The flag of Costa Rica is attractive both in its graphic simplicity and in its wealth of symbolic meaning. Adopted in 1848, the flag has three colors, which allude to those of the French flag, a symbolic recognition of the ideals of the French Revolution.

A Costa Rican government decree of 1848 provides the first official description of the flag—a “tricolor” made up of five horizontal bands. The central red band is flanked by two white bands, which, in turn, are flanked by two blue ones. Each band takes up one sixth of the flag’s width, except for the red band, which is two-sixths of the width.

Each of the flag’s colors has its own meaning. The blue stripes represent the blue of the sky and, by extension, purity and tranquility. The white stripes represent peace, an ideal of particular importance to a country with no army. The red represents the blood shed by those who fought for Costa Rica’s independence, although it has also come to symbolize the blood pulsing through the veins of the people and the reddened faces of Costa Rica’s hard-working laborers.
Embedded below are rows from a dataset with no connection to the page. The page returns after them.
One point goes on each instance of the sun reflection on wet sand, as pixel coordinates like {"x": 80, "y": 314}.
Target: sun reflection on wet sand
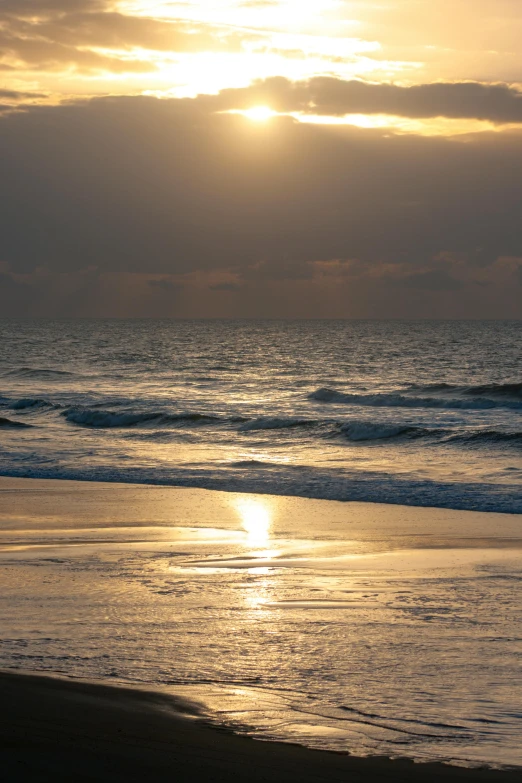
{"x": 255, "y": 518}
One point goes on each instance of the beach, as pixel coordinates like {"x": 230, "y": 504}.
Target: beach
{"x": 59, "y": 730}
{"x": 374, "y": 630}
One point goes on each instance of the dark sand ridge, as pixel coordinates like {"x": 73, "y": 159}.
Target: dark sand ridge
{"x": 63, "y": 730}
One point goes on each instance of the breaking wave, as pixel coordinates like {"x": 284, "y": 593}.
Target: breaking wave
{"x": 30, "y": 403}
{"x": 40, "y": 373}
{"x": 89, "y": 417}
{"x": 482, "y": 390}
{"x": 9, "y": 423}
{"x": 275, "y": 423}
{"x": 367, "y": 430}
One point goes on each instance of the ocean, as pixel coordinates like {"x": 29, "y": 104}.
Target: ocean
{"x": 425, "y": 413}
{"x": 375, "y": 629}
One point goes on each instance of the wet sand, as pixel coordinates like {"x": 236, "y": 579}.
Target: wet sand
{"x": 62, "y": 730}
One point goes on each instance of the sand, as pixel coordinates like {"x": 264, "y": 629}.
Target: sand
{"x": 54, "y": 729}
{"x": 61, "y": 730}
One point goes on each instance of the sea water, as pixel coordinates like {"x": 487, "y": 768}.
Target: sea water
{"x": 419, "y": 413}
{"x": 374, "y": 629}
{"x": 363, "y": 628}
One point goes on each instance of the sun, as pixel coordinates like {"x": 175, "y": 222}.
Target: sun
{"x": 259, "y": 113}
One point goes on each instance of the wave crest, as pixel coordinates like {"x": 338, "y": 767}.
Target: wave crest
{"x": 10, "y": 424}
{"x": 103, "y": 419}
{"x": 398, "y": 400}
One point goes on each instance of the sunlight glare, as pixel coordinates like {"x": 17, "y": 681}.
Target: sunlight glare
{"x": 259, "y": 113}
{"x": 256, "y": 519}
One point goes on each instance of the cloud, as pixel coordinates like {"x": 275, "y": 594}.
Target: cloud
{"x": 306, "y": 219}
{"x": 164, "y": 284}
{"x": 498, "y": 103}
{"x": 225, "y": 287}
{"x": 57, "y": 35}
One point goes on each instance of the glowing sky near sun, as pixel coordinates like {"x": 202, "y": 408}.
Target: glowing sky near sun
{"x": 61, "y": 49}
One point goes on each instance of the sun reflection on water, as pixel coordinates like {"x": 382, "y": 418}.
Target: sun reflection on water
{"x": 256, "y": 520}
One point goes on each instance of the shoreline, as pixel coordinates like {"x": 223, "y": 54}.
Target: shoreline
{"x": 52, "y": 728}
{"x": 226, "y": 487}
{"x": 39, "y": 516}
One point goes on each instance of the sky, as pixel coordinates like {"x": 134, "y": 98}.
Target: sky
{"x": 261, "y": 158}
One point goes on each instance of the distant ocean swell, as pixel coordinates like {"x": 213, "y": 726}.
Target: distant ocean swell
{"x": 471, "y": 400}
{"x": 256, "y": 476}
{"x": 353, "y": 430}
{"x": 424, "y": 413}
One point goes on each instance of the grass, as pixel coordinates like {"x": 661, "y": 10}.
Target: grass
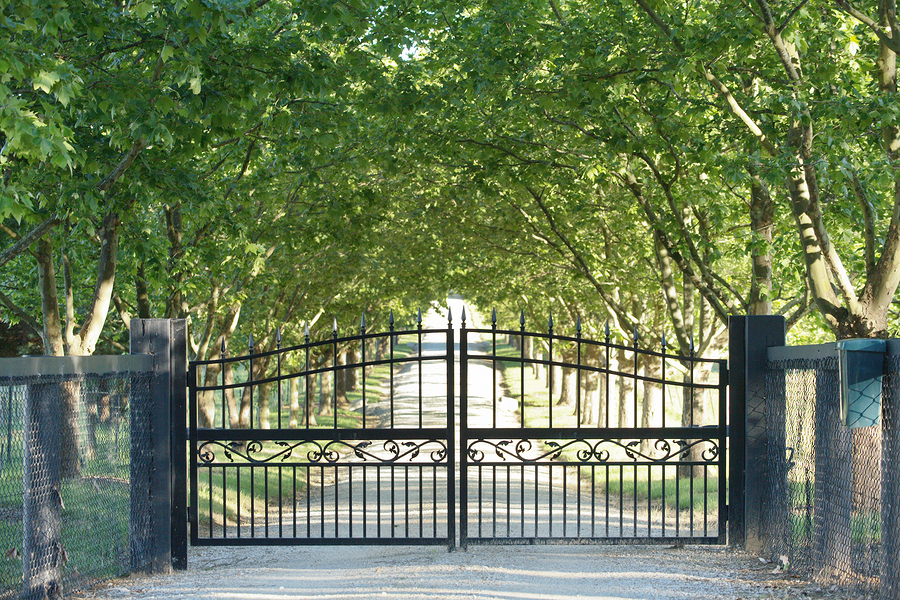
{"x": 95, "y": 515}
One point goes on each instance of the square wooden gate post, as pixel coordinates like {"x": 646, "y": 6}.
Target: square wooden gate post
{"x": 749, "y": 337}
{"x": 164, "y": 476}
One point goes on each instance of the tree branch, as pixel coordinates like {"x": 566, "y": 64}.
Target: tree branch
{"x": 29, "y": 238}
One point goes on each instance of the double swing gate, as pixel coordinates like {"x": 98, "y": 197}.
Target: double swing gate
{"x": 547, "y": 439}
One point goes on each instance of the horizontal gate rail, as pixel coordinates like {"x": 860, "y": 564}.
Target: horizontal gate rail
{"x": 257, "y": 478}
{"x": 535, "y": 476}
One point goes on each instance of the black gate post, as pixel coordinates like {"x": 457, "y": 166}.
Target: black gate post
{"x": 164, "y": 477}
{"x": 749, "y": 337}
{"x": 890, "y": 475}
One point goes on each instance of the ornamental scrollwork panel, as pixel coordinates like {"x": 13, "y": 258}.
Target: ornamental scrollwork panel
{"x": 595, "y": 451}
{"x": 336, "y": 451}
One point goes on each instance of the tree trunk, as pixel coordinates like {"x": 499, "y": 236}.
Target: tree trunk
{"x": 325, "y": 400}
{"x": 294, "y": 420}
{"x": 234, "y": 420}
{"x": 265, "y": 397}
{"x": 626, "y": 386}
{"x": 566, "y": 387}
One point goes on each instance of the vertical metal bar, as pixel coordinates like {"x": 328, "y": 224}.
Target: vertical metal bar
{"x": 565, "y": 499}
{"x": 578, "y": 489}
{"x": 363, "y": 357}
{"x": 419, "y": 334}
{"x": 192, "y": 435}
{"x": 663, "y": 408}
{"x": 378, "y": 500}
{"x": 252, "y": 502}
{"x": 722, "y": 509}
{"x": 522, "y": 370}
{"x": 649, "y": 500}
{"x": 434, "y": 502}
{"x": 406, "y": 495}
{"x": 322, "y": 501}
{"x": 522, "y": 497}
{"x": 550, "y": 371}
{"x": 606, "y": 385}
{"x": 537, "y": 488}
{"x": 494, "y": 368}
{"x": 350, "y": 498}
{"x": 705, "y": 500}
{"x": 480, "y": 498}
{"x": 636, "y": 356}
{"x": 210, "y": 488}
{"x": 621, "y": 501}
{"x": 308, "y": 503}
{"x": 280, "y": 504}
{"x": 692, "y": 498}
{"x": 508, "y": 500}
{"x": 365, "y": 506}
{"x": 607, "y": 503}
{"x": 334, "y": 376}
{"x": 463, "y": 431}
{"x": 306, "y": 378}
{"x": 677, "y": 503}
{"x": 578, "y": 374}
{"x": 237, "y": 496}
{"x": 266, "y": 498}
{"x": 494, "y": 499}
{"x": 224, "y": 503}
{"x": 337, "y": 503}
{"x": 421, "y": 504}
{"x": 278, "y": 369}
{"x": 663, "y": 469}
{"x": 250, "y": 383}
{"x": 550, "y": 497}
{"x": 634, "y": 496}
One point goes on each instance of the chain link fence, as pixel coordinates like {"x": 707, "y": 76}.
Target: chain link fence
{"x": 68, "y": 447}
{"x": 829, "y": 497}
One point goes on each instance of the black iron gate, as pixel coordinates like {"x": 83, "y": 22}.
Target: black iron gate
{"x": 352, "y": 440}
{"x": 542, "y": 469}
{"x": 320, "y": 468}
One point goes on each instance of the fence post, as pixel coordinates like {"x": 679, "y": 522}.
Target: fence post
{"x": 162, "y": 477}
{"x": 890, "y": 474}
{"x": 749, "y": 337}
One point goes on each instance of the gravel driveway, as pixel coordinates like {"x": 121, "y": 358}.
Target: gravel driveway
{"x": 481, "y": 573}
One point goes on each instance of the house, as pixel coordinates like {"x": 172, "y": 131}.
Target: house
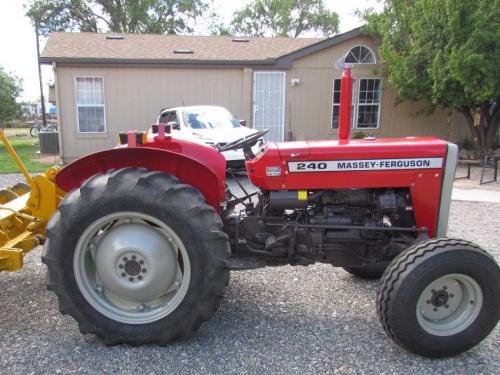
{"x": 106, "y": 83}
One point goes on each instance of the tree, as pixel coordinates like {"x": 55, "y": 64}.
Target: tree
{"x": 10, "y": 89}
{"x": 289, "y": 18}
{"x": 444, "y": 53}
{"x": 120, "y": 16}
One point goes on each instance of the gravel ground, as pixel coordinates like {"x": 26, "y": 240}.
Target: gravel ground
{"x": 290, "y": 320}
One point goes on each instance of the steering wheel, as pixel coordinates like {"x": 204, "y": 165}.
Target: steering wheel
{"x": 246, "y": 143}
The unadorned red-white-and-blue flag serves for unofficial purposes. For official state and maritime purposes, Costa Rica flies the Pabellón Nacional. This flag has the same five horizontal stripes but also includes the country’s coat of arms, or escudo. The escudo floats on a white elliptical background, whose dimensions are also specified in the 1848 governmental decree. The white ellipse sits on the flag’s broad red band.

Costa Rica’s flag, whether in its official or its unofficial purpose, is a great source of national pride for its people.